Respetar o no respetar, he ahí la cuestión

Respetar o no respetarEn estos tiempos en los que nos ha tocado vivir nos encontramos con tremenda facilidad otro de los grandes tópicos utilizados para intentar acallar a todo aquel que no tenga ganas de comulgar con ruedas de molino: el respeto.

En principio, el respeto es algo bueno. Eso no lo pongo en duda. Tengo que respetar al prójimo. ¿Por qué? Bueno, aquí esta sociedad descreída tiene un problema. ¿En qué basar ese respeto? ¿En normas y leyes puramente convencionales, que pueden cambiar según el gusto del gobernante del momento? No, ese respeto no sirve para nada. Es como decir que no existe. La única base verdaderamente estable para poder respetar a todo ser humano, independientemente de su edad o de sus actos, se encuentra en su filiación divina. Yo tengo que respetar al prójimo porque es tan hijo de Dios como yo. Porque es otro yo. Este concepto, ya por sí mismo, choca con el egoísmo que configura el pensamiento que arrastra a las masas hoy por hoy.

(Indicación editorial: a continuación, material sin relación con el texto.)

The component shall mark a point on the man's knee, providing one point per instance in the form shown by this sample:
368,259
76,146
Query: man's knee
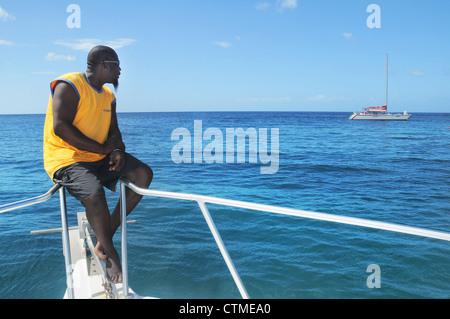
96,203
141,176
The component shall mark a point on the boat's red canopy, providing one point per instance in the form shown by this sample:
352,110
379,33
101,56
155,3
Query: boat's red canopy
376,108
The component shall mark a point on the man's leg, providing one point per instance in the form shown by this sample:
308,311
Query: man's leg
98,216
141,177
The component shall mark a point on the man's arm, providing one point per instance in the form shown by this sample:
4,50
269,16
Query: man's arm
65,102
114,134
116,159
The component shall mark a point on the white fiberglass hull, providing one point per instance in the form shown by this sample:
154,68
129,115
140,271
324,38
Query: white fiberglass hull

Pero tenemos algo más rocambolesco aún y que estamos viviendo cada vez más: si estamos en contra de ciertas ideas o ciertos actos, se nos echa en cara la obligación de respetarlos. Es más, en un esfuerzo aún mayor de perversión del lenguaje, ese respeto se convierte en aceptarlos sin más, sin poder decir ni esta boca es mía. ¿Qué tiene que ver eso con el respeto? ¿En base a qué respetar a una persona lleva a respetar sus ideas y eso a aceptarlas como lo normal?

¿En serio esta sociedad de adolescentes tardíos e inseguros pretende que hay que respetar todas las ideas? ¿Hay que respetar las ideas de quienes piensan que a los judíos hay que meterles en cámaras de gas, por ejemplo? No. En absoluto. No tiene sentido.

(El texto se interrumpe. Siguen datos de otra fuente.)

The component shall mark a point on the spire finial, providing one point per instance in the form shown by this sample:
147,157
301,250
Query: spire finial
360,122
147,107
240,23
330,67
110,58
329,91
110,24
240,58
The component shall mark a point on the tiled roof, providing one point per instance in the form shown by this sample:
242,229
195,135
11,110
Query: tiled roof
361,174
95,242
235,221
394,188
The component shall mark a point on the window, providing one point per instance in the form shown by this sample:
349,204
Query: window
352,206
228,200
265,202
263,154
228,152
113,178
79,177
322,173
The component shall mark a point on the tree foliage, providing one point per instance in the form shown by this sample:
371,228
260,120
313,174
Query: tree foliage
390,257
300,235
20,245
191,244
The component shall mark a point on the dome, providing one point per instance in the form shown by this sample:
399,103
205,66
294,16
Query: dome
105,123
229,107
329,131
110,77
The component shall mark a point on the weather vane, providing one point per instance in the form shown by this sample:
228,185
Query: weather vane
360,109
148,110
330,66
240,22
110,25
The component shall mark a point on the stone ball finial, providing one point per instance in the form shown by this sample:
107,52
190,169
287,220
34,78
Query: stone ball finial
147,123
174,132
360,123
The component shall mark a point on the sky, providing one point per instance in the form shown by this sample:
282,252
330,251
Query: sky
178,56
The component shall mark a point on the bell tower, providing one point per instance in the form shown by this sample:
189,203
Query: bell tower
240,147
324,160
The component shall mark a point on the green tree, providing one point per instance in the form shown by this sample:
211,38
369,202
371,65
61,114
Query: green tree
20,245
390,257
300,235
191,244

Lo curioso, o no tan curioso, es que cuando se trata de atacar a los católicos, no cuenta ya lo de respetar y ser tolerante. Es lo que demuestra que ese supuesto amor por el respeto no deja de ser una farsa en la que sólo cuenta lo que dictamine el pensamiento único.

El relativismo se alimenta de esta inseguridad, de no querer tener algo estable para no tener que reconocer que estoy equivocado y cambiar de vida. Por tanto, necesita forzar que todos crean que todo es igual de válido. Pero ese intento de autoafirmación es, a su vez, contradictorio. Es absurdo pretender que todo es válido a la vez que se dice que lo del de enfrente precisamente no lo es.

No hay ninguna obligación de respetar ideas. Lo que merece respeto son las personas. Todas. Sin excepción. Y cuando digo sin excepción incluyo a las que todavía no han nacido, a las enfermas terminales, a las que tienen síndrome de Down y a todas las demás. A la persona, respeto y amor. A las ideas, examen, estudio y, si no son válidas, combate contra ellas sin miramientos, aunque siempre recordando que las ideas no surgen de la nada, sino que se alojan en las mentes de las personas, y manteniéndose en los límites del respeto hacia quienes profesan esas ideas.

Creo que una buena muestra de respeto hacia alguien es estar dispuesto a discutir sus ideas y atraerlo hacia la verdad. ¿Respetar las ideas para que no nos miren mal, para que haya una falsa paz basada en una artificial ausencia de discusiones? Eso tiene un nombre muy claro: cobardía.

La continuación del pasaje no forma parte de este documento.